Paras is a bundle of paradoxes. “East is East and West is West, and never the twain shall meet,” he believes firmly, choosing to ignore the fact that it was said by somebody from the West. Paras believes that the East and the West have their own diametrically opposed civilisations, though he has no qualms about wearing Western dress all the time, the necktie included.
The East is mystical and mythical while the West is rational and scientific, Paras argues. And the mysticism and mythology of the East are superior to the science and technology of the West. But Paras would not live without his beloved laptop and the latest version of the mobile phone.
Centuries before the Westerner formulated the mathematical identity, infinity minus infinity equals infinity, Indian mysticism had formulated it, argues Paras. “Look at Brihadaranyka Upanishad, for example. It says, ‘Poornamata, poornamitam...’ That is, infinity here, infinity there; take away infinity from infinity and infinity remains.”
“Even the zero was a discovery of Indian mysticism,” he avers. “We use the word soonya for zero, indicating the mystical worth of emptiness.”
But Paras can never think of living in emptiness of any sort. He loves to have as many things as possible around him. A fleet of cars in front of the house, all the available amenities and gadgets inside the house.
He has a lot of pet theories too. For example, “all revolutionary bursts of genius took place in the first decade of the century.” Paras goes on to explain, “Whether it is literature or sculpture, architecture or physical sciences, major breakthroughs came in the first decade of a century. Dante began his Inferno in 1302 soon after the poet’s banishment from Florence. Michelangelo carved his David from a single block of marble in 1501. Cervantes’s Don Quixote tilted at his first windmill in 1604. Beethoven’s greatest symphonies were composed in the first decade of the 19th century. Einstein propounded his theory of relativity in 1905...”

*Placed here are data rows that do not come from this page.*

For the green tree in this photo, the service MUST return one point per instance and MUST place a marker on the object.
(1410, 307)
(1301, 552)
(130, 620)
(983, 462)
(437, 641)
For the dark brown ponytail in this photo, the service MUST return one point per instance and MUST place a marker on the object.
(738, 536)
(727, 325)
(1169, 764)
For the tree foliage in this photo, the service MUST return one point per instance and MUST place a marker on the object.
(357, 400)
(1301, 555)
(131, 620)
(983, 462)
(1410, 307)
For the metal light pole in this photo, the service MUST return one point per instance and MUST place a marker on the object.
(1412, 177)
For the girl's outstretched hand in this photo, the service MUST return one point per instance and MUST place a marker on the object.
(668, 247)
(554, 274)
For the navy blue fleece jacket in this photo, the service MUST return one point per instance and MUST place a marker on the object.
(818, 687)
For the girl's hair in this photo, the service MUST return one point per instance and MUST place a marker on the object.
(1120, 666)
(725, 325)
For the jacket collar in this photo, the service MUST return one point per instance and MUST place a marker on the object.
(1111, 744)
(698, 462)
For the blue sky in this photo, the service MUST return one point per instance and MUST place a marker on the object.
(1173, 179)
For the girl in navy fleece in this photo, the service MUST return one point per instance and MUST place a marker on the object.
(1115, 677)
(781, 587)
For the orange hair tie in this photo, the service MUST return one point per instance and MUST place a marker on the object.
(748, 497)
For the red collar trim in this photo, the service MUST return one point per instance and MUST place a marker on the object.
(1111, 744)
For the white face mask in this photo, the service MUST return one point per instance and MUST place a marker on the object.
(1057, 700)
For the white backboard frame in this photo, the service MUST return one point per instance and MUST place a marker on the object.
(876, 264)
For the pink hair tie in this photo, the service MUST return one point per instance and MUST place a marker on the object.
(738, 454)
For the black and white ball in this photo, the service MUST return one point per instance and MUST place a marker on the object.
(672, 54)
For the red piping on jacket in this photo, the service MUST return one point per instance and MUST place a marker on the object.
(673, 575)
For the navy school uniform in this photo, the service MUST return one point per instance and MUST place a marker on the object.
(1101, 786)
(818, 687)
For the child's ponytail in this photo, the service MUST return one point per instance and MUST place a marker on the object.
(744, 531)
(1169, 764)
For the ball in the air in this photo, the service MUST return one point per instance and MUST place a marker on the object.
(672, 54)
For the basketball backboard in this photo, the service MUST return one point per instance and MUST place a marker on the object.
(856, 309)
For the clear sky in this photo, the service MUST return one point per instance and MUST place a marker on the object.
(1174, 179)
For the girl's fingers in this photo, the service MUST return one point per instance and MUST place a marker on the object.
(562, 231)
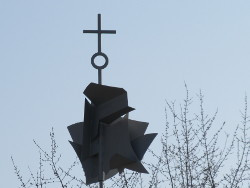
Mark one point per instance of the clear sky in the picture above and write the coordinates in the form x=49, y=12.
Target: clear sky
x=45, y=64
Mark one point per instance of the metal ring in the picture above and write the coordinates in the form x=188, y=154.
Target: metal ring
x=97, y=66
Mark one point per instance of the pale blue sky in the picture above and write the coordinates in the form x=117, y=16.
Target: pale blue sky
x=45, y=64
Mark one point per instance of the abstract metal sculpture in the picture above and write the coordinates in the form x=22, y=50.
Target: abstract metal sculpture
x=108, y=141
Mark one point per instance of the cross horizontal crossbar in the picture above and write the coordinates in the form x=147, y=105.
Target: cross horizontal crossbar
x=100, y=31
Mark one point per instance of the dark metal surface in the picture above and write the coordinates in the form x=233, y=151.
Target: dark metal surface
x=107, y=143
x=99, y=33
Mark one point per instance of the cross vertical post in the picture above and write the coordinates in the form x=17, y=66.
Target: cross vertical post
x=99, y=33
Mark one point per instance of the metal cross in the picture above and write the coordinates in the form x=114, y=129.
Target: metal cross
x=99, y=32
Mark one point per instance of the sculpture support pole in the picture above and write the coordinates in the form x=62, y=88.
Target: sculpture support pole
x=100, y=76
x=101, y=173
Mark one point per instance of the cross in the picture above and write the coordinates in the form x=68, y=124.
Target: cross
x=100, y=32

“The computer and the internet did not come in the first decade of any century,” I dared to point out.
“The revolutionary changes in those sciences came in the first decade of the 21st century,” Paras asserted.
I didn’t point out that all his examples came from the West although he upheld the superiority of Eastern mysticism and mythology. I knew he would deliver a protracted discourse on the relative superiority of mysticism and mythology over prosaic science and technology.
When his son studying at Harvard told him over the phone that he was going to marry an American friend of his, Paras said, “Divorces are more common than marriages in that country.” What he meant was that his son would eventually find his permanent partner in the land of mysticism and mythology, after divorcing his wife from the other land.
“Which would you like really to happen?” I ventured to ask. “Your belief coming true or your son living a happy married life?”
“Well, my son’s singular case won’t alter history, will it?”